Et puis zut ; on ne gagne jamais à faire la cour aux imbéciles – Et j’ai de quoi mépriser une grande partie du monde. Enfin passons là dessus. Quand je serai à Taïti je me foutrai de ces gens là.

J’ai fini mon bois que je crois mieux que l’autre ou en tous cas aussi bien ; il est sculpté des 2 côtés [les bois Soyez amoureuses vous serez heureuses (1889) et Soyez mystérieuses (1890)]. Charlopin [le docteur Charlopin, collectionneur et inventeur] m’avait écrit que je serais payé le 12 au plus tard. C’est toujours un petit engagement par écrit. Je ne comprends rien à tous ses retards. Enfin comme vous le dites – Espérons.

Si vous revoyez Laval [Charles Laval (1861-1894), également de l’École de Pont-Aven, qui avait accompagné Gauguin au Panama en 1887, puis en Martinique. Ils seront définitivement brouillés lorsque Laval se fiance à Madeleine Bernard, sœur d’Émile, que courtisait également Gauguin], vous pourrez lui dire que je suis étonné de son silence depuis un an. Je n’entends jamais de lui aucune parole qui s’intéresse à mon sort. Enfin s’il gagne un peu d’argent tant mieux ; je crois qu’il en aura plus besoin que n’importe qui, et qu’il aura une vie bien malheureuse plus tard sans avoir même le droit de se plaindre.

Envoyez moi mes clefs pour fermer ma malle. Bien des choses à toute votre smala y compris votre frère et son chien […] » 

Paul Gauguin et Émile Schuffenecker (1851-1934) se rencontrent chez l’agent de change Bertin en 1872, avant de quitter leur emploi pour se consacrer l’un et l’autre à la peinture et rejoindre l’École de Pont-Aven. Lorsqu’il est en difficulté matérielle ou financière, ce qui se produit régulièrement, Gauguin trouve auprès de son ami un soutien fidèle. Schuffenecker l’héberge à trois reprises : en 1885 à Montrouge, pendant plusieurs mois, à son retour de Copenhague où il a laissé femme et enfants, puis en 1887, après son séjour aux Antilles, souffrant alors de paludisme et de dysentrie. La troisième cohabitation, qui fait suite à cette lettre, se révèle particulièrement houleuse et les manières abruptes de Gauguin épuisent la patience de son ami. En novembre 1890, quelques semaines plus tard, Schuffenecker « invite » son ami à quitter son domicile du 14, rue Durand-Claye (Paris/Plaisance).

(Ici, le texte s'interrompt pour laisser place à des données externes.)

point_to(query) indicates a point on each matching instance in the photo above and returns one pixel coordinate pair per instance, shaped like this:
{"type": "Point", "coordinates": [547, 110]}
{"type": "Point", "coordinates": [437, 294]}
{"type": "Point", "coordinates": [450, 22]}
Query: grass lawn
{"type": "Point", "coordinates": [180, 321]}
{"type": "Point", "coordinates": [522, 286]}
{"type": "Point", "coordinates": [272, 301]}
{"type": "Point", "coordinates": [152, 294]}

Hormis ses difficultés relationnelles, Gauguin évoque ici son voyage prochain à Tahiti, déjà annoncé dans une lettre du 7 août, voyage auquel devaient participer Émile Bernard et Meyer de Haan. C’est finalement seul qu’il embarquera pour Tahiti, à Marseille le 1er avril 1891.

 

Petites déchirures au pli, voir photos.